Later that evening, Jake returns to her staff cabin, pours herself a hefty bourbon, and curls into the loveseat with the paperbook spread in her lap. After five more tours shepherding Pilgrims through the Cathedral, her eyes are sludgy and unprepared for parsing the book’s tricky cursive script. (She hasn’t seen anyone write in this antiquated fashion for years, and never learned the technique in her Delhi elementary school.) Just two pages in, Jake’s chin begins to dip, thereby unravelling the few narrative fibres that she’d managed to weave together.

It was silly to get your hopes up, she tells herself, rising to place the paperbook in her father’s old cardboard box, filing it away with all her other meaningless family heirlooms. Though she understands this journal is something that ought to have great bearing on her life, unfortunately for Silas and his scheme, Jake has always mistrusted the expression “knowing your roots.” As though roots by their very definition are knowable.
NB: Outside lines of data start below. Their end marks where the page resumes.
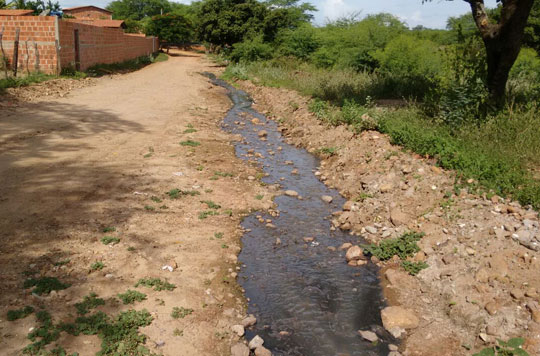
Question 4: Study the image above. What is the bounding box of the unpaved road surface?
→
[0,52,272,355]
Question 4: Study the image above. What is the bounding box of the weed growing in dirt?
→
[315,147,338,156]
[90,261,105,271]
[7,305,34,321]
[135,277,176,291]
[199,210,219,220]
[165,188,201,199]
[24,277,70,295]
[201,200,221,210]
[118,289,146,304]
[473,337,529,356]
[171,307,193,319]
[54,259,71,267]
[180,140,201,147]
[401,261,429,276]
[75,293,105,315]
[364,232,424,261]
[101,236,120,245]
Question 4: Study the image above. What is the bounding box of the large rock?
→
[381,306,420,331]
[231,343,249,356]
[249,335,264,350]
[345,246,364,262]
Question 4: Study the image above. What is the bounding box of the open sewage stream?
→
[205,73,393,356]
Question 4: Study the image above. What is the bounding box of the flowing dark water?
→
[205,73,390,356]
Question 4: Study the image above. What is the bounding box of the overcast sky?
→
[60,0,496,28]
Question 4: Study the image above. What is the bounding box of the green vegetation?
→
[24,277,70,295]
[401,261,429,276]
[171,307,193,319]
[75,293,105,315]
[90,261,105,271]
[101,236,120,245]
[473,337,529,356]
[180,140,201,147]
[201,200,221,210]
[199,210,219,220]
[135,277,176,291]
[118,289,146,304]
[364,232,424,261]
[7,305,34,321]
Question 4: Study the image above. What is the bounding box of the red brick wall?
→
[59,20,159,70]
[0,16,159,73]
[64,9,112,20]
[0,16,56,73]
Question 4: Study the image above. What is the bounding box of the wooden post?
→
[73,30,81,71]
[0,26,8,78]
[34,42,39,72]
[13,28,21,77]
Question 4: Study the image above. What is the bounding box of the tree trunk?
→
[465,0,534,107]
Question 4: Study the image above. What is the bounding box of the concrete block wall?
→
[0,16,159,74]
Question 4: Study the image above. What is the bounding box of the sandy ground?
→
[237,82,540,356]
[0,52,272,355]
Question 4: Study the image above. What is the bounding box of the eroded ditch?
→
[204,73,393,356]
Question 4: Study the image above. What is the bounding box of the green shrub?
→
[229,36,274,63]
[364,232,424,261]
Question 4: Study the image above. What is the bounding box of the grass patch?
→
[7,305,34,321]
[199,210,219,220]
[364,232,424,261]
[401,261,429,276]
[24,277,70,295]
[171,307,193,319]
[101,236,120,245]
[201,200,221,210]
[90,261,105,271]
[0,73,58,94]
[180,140,201,147]
[75,293,105,315]
[118,289,146,304]
[135,278,176,291]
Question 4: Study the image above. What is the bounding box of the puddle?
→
[205,73,392,356]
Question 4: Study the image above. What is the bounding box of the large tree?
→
[464,0,534,106]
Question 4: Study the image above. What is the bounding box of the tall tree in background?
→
[465,0,534,106]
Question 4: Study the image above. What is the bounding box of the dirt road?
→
[0,53,272,355]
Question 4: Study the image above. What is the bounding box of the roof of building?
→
[62,5,112,14]
[92,20,125,28]
[0,10,34,16]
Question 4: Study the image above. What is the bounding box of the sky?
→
[60,0,496,28]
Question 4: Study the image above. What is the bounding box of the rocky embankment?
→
[241,82,540,356]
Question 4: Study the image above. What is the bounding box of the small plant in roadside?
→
[401,261,429,276]
[473,337,529,356]
[75,293,105,315]
[171,307,193,319]
[180,140,201,147]
[135,277,176,291]
[118,289,146,304]
[201,200,221,210]
[7,305,34,321]
[101,236,120,245]
[90,261,105,271]
[364,232,424,261]
[199,210,219,220]
[24,277,70,295]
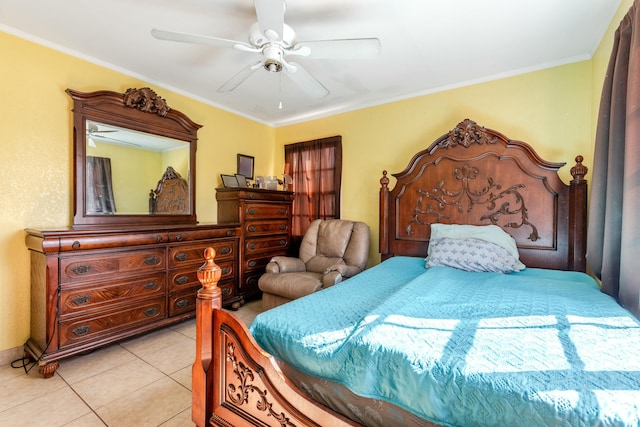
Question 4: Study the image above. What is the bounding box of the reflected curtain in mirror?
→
[587,0,640,320]
[85,156,116,214]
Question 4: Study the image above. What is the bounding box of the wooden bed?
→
[192,119,587,427]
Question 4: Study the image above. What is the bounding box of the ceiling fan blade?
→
[253,0,286,41]
[284,62,329,99]
[218,61,262,92]
[287,38,381,59]
[151,28,259,52]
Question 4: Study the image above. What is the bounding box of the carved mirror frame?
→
[66,88,202,228]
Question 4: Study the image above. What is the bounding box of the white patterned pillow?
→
[426,238,521,273]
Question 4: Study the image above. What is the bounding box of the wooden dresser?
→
[25,223,240,377]
[216,188,293,299]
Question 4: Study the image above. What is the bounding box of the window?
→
[284,136,342,237]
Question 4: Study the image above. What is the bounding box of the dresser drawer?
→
[169,282,234,317]
[244,219,289,238]
[60,232,168,251]
[244,235,290,254]
[169,260,235,292]
[60,248,165,283]
[169,227,238,243]
[169,239,236,268]
[59,297,166,348]
[244,202,291,221]
[60,273,166,316]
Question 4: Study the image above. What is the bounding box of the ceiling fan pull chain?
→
[278,73,282,110]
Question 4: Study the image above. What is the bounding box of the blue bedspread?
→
[250,257,640,427]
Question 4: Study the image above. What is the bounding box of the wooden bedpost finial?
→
[380,170,389,188]
[198,248,222,299]
[571,155,589,184]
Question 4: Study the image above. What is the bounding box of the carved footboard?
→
[192,248,358,427]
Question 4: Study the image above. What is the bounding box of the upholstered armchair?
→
[258,219,371,310]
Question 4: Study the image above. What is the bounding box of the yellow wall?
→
[276,61,592,264]
[0,32,275,361]
[0,0,632,354]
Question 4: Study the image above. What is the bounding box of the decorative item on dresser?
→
[216,188,293,298]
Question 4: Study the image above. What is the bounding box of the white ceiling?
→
[0,0,620,126]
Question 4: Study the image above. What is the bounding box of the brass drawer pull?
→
[71,295,91,305]
[144,307,158,317]
[71,325,91,337]
[144,256,160,265]
[71,265,91,274]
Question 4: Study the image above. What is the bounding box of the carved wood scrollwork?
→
[406,163,540,242]
[226,342,296,427]
[438,119,498,148]
[123,87,171,117]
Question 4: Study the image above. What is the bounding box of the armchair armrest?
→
[325,264,362,278]
[322,270,342,288]
[265,256,307,273]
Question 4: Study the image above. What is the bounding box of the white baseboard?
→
[0,346,24,366]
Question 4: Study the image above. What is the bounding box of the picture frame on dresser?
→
[238,154,255,179]
[236,173,249,188]
[220,174,238,188]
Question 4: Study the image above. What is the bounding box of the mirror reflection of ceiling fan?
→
[151,0,380,98]
[87,121,140,147]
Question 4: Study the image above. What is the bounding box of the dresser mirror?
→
[67,88,200,228]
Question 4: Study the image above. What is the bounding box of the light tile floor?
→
[0,300,262,427]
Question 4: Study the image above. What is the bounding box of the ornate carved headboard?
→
[149,166,189,215]
[380,119,587,271]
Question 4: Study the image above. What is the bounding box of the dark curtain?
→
[587,0,640,317]
[85,156,116,214]
[284,136,342,240]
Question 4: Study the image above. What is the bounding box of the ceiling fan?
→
[87,121,141,147]
[151,0,380,98]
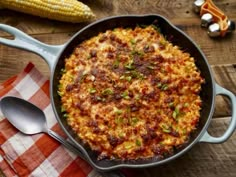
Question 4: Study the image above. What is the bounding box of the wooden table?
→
[0,0,236,177]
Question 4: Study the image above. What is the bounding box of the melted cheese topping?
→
[58,25,204,160]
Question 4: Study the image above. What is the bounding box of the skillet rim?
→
[50,14,216,171]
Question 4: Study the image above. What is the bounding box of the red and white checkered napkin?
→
[0,63,132,177]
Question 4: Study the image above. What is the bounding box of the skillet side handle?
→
[0,24,65,71]
[199,84,236,143]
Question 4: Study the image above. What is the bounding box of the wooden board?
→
[0,0,236,177]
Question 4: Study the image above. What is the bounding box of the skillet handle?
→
[0,24,65,71]
[199,84,236,143]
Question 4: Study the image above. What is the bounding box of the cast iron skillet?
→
[0,15,236,171]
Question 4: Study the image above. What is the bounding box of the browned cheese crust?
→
[58,25,204,160]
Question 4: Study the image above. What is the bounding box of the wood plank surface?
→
[0,0,236,177]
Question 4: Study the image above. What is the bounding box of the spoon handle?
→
[47,130,86,160]
[47,130,125,177]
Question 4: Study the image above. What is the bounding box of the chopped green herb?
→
[131,117,139,125]
[87,54,92,60]
[130,39,136,45]
[57,91,63,96]
[89,88,97,94]
[121,91,130,100]
[172,107,179,119]
[169,102,175,108]
[131,50,144,56]
[61,106,66,112]
[114,107,123,115]
[151,25,161,33]
[184,103,189,108]
[61,68,66,74]
[157,82,162,88]
[115,117,124,125]
[125,62,135,70]
[161,84,168,90]
[112,58,120,69]
[135,139,142,146]
[161,124,171,133]
[125,142,133,149]
[147,65,155,70]
[63,113,68,118]
[125,76,132,82]
[102,88,113,95]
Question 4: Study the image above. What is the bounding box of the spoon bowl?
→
[0,96,124,177]
[1,96,48,135]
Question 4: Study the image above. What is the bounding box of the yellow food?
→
[0,0,95,23]
[58,25,204,160]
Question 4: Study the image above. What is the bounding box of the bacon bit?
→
[109,33,116,41]
[98,34,107,42]
[169,129,179,137]
[66,84,74,92]
[88,120,98,127]
[89,49,97,57]
[143,45,155,53]
[151,145,165,155]
[107,135,123,147]
[164,96,174,103]
[130,104,140,112]
[107,52,115,59]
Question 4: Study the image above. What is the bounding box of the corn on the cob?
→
[0,0,95,23]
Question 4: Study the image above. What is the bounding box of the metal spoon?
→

Any dendrologist can tell you that the roots of a mature Douglas fir forest spread for miles. That they’re dark and intertwining, tangled and twisted, and impossible to map. That they often fuse together, and even communicate, secretly sharing nutrients and chemical weapons among themselves. So the truth is that there exists no clear distinction between one tree and another. And their roots are anything but knowable.

Jake snaps back her drink and retrieves the paperbook from the box, flipping to the inside front cover, where she finds facing the first page a splash of crudely pencilled words, scrawled in a child’s block print:

PROPORTEE OF WILLO GREENWUD

 

Despite her reservations about Silas’s true motivations, and her general bafflement with the book’s cryptic entries, Jake’s heart takes a little skip at the sight of her grandmother’s name, however misspelled it may be. And while drinking herself toward a welcome oblivion throughout the evening, she wonders about Willow Greenwood, about who she was and what impelled her to give her fortune away. She wonders about her father and if he also drank, and whether that’s what made him “troubled.” If he did, Jake already forgives him. Maybe she drinks because of his genes. Or because of his absence. Or maybe his genes created his absence, which created her drinking. Or maybe he felt just as unwelcome in the world as she does now, and drinking was the only thing that allowed him any reprieve. Or maybe her roots are all too tangled, and there’s no single story to be told about any of it.